Qué ideologizado se deja ver Ospina cuando quiere
contrariar a Vargas Llosa (a quien no cita con su nombre) negando que el PRI,
el Partido Revolucionario Institucional, no haya sido “la dictadura perfecta”
(p. 132). Claro que no lo ha sido. Lo es. Pero Ospina justifica al PRI porque
nació de un proceso revolucionario y porque, según él, “asumió el proyecto de
una sociedad segura de sí misma, responsabilizada de su memoria y afirmada en
sus particularidades” (p. 133). Le he dado a leer este fragmento a
intelectuales mexicanos, y me arrojan el libro en la cara, ¿pero quién dijo
semejante burrada?, me preguntan.
El PRI ha sido el menos responsable de la memoria:
borró tres siglos de esplendor novohispano con el odio a lo hispánico y condenó
a México a la jaula de la melancolía indigenista.

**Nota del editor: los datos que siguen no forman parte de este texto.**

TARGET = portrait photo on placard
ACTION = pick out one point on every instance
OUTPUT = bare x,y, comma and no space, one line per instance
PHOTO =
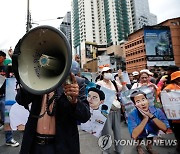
100,102
139,108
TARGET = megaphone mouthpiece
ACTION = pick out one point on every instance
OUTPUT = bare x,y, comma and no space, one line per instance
49,62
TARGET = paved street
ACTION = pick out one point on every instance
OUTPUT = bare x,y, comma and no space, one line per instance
89,144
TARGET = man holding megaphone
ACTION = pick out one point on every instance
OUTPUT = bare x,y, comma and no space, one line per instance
52,124
42,64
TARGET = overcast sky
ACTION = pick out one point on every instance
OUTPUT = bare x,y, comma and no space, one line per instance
13,15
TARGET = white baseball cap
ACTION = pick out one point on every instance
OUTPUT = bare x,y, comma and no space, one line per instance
146,71
135,73
105,69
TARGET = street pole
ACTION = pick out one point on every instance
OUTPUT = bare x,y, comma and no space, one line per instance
28,24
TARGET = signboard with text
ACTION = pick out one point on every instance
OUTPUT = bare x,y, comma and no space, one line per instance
158,45
171,104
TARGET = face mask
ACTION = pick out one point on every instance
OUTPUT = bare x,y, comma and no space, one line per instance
108,76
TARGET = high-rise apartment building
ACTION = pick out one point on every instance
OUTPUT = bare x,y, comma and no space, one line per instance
101,22
105,22
139,14
65,26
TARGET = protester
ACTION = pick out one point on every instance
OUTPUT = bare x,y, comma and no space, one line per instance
52,124
175,85
135,77
145,121
7,129
143,80
112,125
95,124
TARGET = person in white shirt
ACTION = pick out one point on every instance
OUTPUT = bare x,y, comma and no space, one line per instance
112,125
96,123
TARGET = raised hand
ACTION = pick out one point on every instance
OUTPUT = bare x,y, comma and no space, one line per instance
10,52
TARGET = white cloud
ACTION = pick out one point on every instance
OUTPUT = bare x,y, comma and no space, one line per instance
165,9
13,15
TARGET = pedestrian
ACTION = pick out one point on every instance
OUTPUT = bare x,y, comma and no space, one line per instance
7,129
95,124
145,121
52,124
112,125
175,124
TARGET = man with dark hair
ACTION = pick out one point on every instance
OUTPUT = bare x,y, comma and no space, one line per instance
52,124
96,123
4,71
95,97
145,121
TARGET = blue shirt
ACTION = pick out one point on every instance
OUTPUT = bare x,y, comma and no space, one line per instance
150,129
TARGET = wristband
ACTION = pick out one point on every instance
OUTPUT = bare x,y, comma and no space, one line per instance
123,83
152,117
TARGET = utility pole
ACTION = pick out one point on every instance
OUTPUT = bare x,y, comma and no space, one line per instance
28,24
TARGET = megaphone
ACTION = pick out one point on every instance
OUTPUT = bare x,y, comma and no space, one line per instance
42,60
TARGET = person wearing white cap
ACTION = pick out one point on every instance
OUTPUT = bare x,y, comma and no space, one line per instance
144,79
112,125
135,77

Desde que Lázaro Cárdenas
nacionalizó los recursos naturales aseguró el Totalitarismo estatal. La
historia de México en el siglo XX ha sido la de la experiencia totalitaria.
Para no ir tan lejos, Alfonso Reyes debió exiliarse de México durante once años
(1913-1924) en tiempos de la Revolución.
¿Cómo?
Que lamenta que el guerrillero Tirojifo, Manuel Marulanda, no sea simbolizado en
Colombia como en México a los guerilleros sanguinarios Pancho Villa o Emiliano
Zapata. Entonces desconoce el poema “Caravana” en donde Reyes critica a los caudillos de la
Revolución Mexicana que habían terminado por acribillarse entre sí:
Rara tripulación, cosecha inesperada,
abajo el ingeniero Minos
ve llegar a su puerta
una cuadrilla de sombreros anchos,
botas fuertes, cinturones de balas,
y el bulto edificante –la pistola–
prendida en el cuadril.[1]
Uno, dice William Ospina, debería justificar a las
FARC ya que coletean después del desplome de la Unión Soviética en 1989. (p.
188). Pero apelar a la historia para disimular su convicción ideológica ya
inspira desconfianza en su honradez intelectual. Alabar la presidencia de
Belisario Betancur (p. 207) porque concedió cese al fuego con el M19 es
desconocer que toda paz se compra con vilezas y que el camino del infierno (la toma del Palacio
de Justicia, el descuelle del narcotráfico durante su cuatrenio) está empedrado
de buenas intenciones.
Superficial ensayista de la identidad colombiana,
William recomienda seguir el ejemplo de Fernando Vallejo: “cada colombiano
debería decir su verdad” (p. 236). ¿Pero de qué verdad habla si Vallejo es un
novelista, es decir, si tiene el arte de decir mentiras rectamente? “Algo está
cambiando en Colombia” (p. 236) es la gran conclusión del ensayo de William. De
mil dardos que tira, de mil frases que escribe, solo una da en el blanco: como
José María Vargas Vila.
¿Qué resaltar del libro entonces? Hombre, que hable
de la mediocridad urbanística en Colombia, en donde ciudades como Barranquilla
apenas estén construyendo un malecón abierto sobre el gran río de la Magdalena.
¿Y qué más? Pues que insista en que se hagan festivales y congresos, en lugar
de en Cartagena, en Buenaventura. ¿Nada más
eso? Pues entonces el tiro le salió mal.